The Infrastructure Corner

SEP Deployment using Docker-Compose: Part 2

Alright, so in the second part of this series, we’re going to jump into connecting our Trino cluster to some data sources. We’ll be using Docker to set up Postgresql, Apache Hive, and Apache Iceberg. Oh, and we’ll also be setting up MinIO for storage

Introduction to Apache Hive

So, Apache Hive is basically a data warehouse system that sits on top of Apache Hadoop. It allows you to use SQL to manage tons of data- Petabytes of data even! Hive is super fast at crunching through all that distributed data because it uses batch processing. It takes your HiveQL(a query language similar to SQL) and turns it into MapReduce or Tez jobs which then run on Hadoop. Finally, Hive keeps track of all of its metadata in something called a metastore, which essentially is a file-backed store that makes it easy to work with the data.

Introduction to MinIO

MinIo is an object storage system that works really well with data management systems like Apache Hive, Iceberg, and Postgresql. Object storage is a method of storing data where data is broken down into separate “objects” and kept in a flat structure. This is a lot different than the typical way of storing data in folders. Object storage is perfect for table formats like Iceberg and Hive because they use it to hold the data and use metadata to keep track of everything. This system makes querying and managing data in a data lakehouse or warehouse incredibly efficient.

Introduction to Apache Iceberg

Okay, so Iceberg is this open table format for analyzing data and the magic lies in its metadata files. These files are the actual brains behind Iceberg’s operation. The main metadata file keeps track of everything that is associated with the table. This includes the table’s schema, the data partitioning, special settings, and table snapshots. The Iceberg metadata is organized as a tree with the bottom holding the manifest files, the middle holding the manifest lists and the very top of the tree holding the main metadata file.
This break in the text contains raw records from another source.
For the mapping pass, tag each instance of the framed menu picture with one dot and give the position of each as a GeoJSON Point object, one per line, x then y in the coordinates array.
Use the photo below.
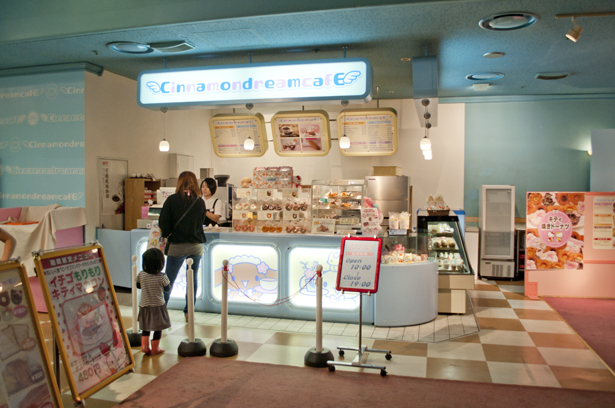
{"type": "Point", "coordinates": [372, 132]}
{"type": "Point", "coordinates": [229, 132]}
{"type": "Point", "coordinates": [27, 377]}
{"type": "Point", "coordinates": [359, 266]}
{"type": "Point", "coordinates": [84, 312]}
{"type": "Point", "coordinates": [301, 133]}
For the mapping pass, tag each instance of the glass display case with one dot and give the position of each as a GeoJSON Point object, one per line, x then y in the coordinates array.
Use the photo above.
{"type": "Point", "coordinates": [407, 248]}
{"type": "Point", "coordinates": [445, 243]}
{"type": "Point", "coordinates": [271, 210]}
{"type": "Point", "coordinates": [336, 206]}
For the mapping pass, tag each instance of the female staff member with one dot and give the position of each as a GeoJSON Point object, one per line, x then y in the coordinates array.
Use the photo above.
{"type": "Point", "coordinates": [181, 220]}
{"type": "Point", "coordinates": [213, 206]}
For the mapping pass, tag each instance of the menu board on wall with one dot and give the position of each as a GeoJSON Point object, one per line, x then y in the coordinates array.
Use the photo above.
{"type": "Point", "coordinates": [301, 133]}
{"type": "Point", "coordinates": [372, 132]}
{"type": "Point", "coordinates": [84, 312]}
{"type": "Point", "coordinates": [603, 227]}
{"type": "Point", "coordinates": [555, 228]}
{"type": "Point", "coordinates": [27, 379]}
{"type": "Point", "coordinates": [229, 131]}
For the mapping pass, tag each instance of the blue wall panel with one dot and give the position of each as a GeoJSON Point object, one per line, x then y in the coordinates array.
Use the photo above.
{"type": "Point", "coordinates": [536, 146]}
{"type": "Point", "coordinates": [42, 140]}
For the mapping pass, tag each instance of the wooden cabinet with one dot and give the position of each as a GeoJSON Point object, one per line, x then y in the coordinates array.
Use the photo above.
{"type": "Point", "coordinates": [137, 191]}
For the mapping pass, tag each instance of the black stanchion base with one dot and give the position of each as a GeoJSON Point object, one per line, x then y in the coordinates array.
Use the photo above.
{"type": "Point", "coordinates": [134, 339]}
{"type": "Point", "coordinates": [315, 359]}
{"type": "Point", "coordinates": [219, 349]}
{"type": "Point", "coordinates": [195, 349]}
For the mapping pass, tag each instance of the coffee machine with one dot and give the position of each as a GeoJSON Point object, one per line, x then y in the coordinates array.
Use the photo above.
{"type": "Point", "coordinates": [225, 195]}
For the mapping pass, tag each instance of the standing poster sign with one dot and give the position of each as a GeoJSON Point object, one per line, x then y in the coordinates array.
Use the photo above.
{"type": "Point", "coordinates": [85, 315]}
{"type": "Point", "coordinates": [27, 379]}
{"type": "Point", "coordinates": [359, 265]}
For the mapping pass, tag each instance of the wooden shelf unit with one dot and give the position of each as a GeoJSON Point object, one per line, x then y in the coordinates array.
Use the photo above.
{"type": "Point", "coordinates": [134, 199]}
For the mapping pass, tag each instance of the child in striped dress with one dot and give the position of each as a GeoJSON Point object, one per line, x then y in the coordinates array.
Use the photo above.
{"type": "Point", "coordinates": [153, 314]}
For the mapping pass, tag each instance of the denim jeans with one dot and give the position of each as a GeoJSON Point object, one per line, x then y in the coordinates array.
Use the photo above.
{"type": "Point", "coordinates": [174, 263]}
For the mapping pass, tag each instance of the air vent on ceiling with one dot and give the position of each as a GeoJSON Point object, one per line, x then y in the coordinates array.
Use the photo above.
{"type": "Point", "coordinates": [171, 47]}
{"type": "Point", "coordinates": [552, 76]}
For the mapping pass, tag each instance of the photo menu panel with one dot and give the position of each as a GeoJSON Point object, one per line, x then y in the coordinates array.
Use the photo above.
{"type": "Point", "coordinates": [301, 133]}
{"type": "Point", "coordinates": [372, 132]}
{"type": "Point", "coordinates": [230, 131]}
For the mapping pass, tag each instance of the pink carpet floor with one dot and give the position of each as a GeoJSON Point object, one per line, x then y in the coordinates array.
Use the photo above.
{"type": "Point", "coordinates": [593, 320]}
{"type": "Point", "coordinates": [213, 382]}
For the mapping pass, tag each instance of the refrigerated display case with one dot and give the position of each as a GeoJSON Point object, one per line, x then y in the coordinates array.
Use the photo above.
{"type": "Point", "coordinates": [497, 231]}
{"type": "Point", "coordinates": [446, 245]}
{"type": "Point", "coordinates": [408, 283]}
{"type": "Point", "coordinates": [271, 210]}
{"type": "Point", "coordinates": [336, 206]}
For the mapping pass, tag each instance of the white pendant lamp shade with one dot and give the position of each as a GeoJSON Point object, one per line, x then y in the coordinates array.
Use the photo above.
{"type": "Point", "coordinates": [248, 144]}
{"type": "Point", "coordinates": [164, 146]}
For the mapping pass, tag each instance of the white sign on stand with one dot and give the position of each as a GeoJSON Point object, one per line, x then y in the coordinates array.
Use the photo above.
{"type": "Point", "coordinates": [359, 265]}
We’re going to zoom in on those manifest files first. They serve as a detailed logbook for our data which keeps tabs on the data files. This includes the important stats about each file as well as which files have been deleted. Cleverly, a single manifest file can even store stats for multiple Parquet data files. This means that you only need to open one file to work with the data which makes reading metadata way faster.

Next, we have the manifest list. It tracks the state of the data in a table snapshot. Iceberg uses this list to figure out which data files to read or write to when you’re doing data warehouse stuff, so it is key to effective data management

Now we have the Final Boss, the metadata.json file! This is the central control center for all the table metadata and it is responsible for a few crucial things:

It helps optimize storage and queries by defining how the data is partitioned
It’s the single source of truth for all the table’s metadata, making it easy for the data engines to understand the data
It records snapshots, which lets you do “time travel” queries - meaning you can query the table as it was at some point in the past So now that we’ve covered that, the metadata.json file is a big deal in Iceberg. If you want to dive deeper into the metadata.json file, there is a blog article here that explains it in more detail.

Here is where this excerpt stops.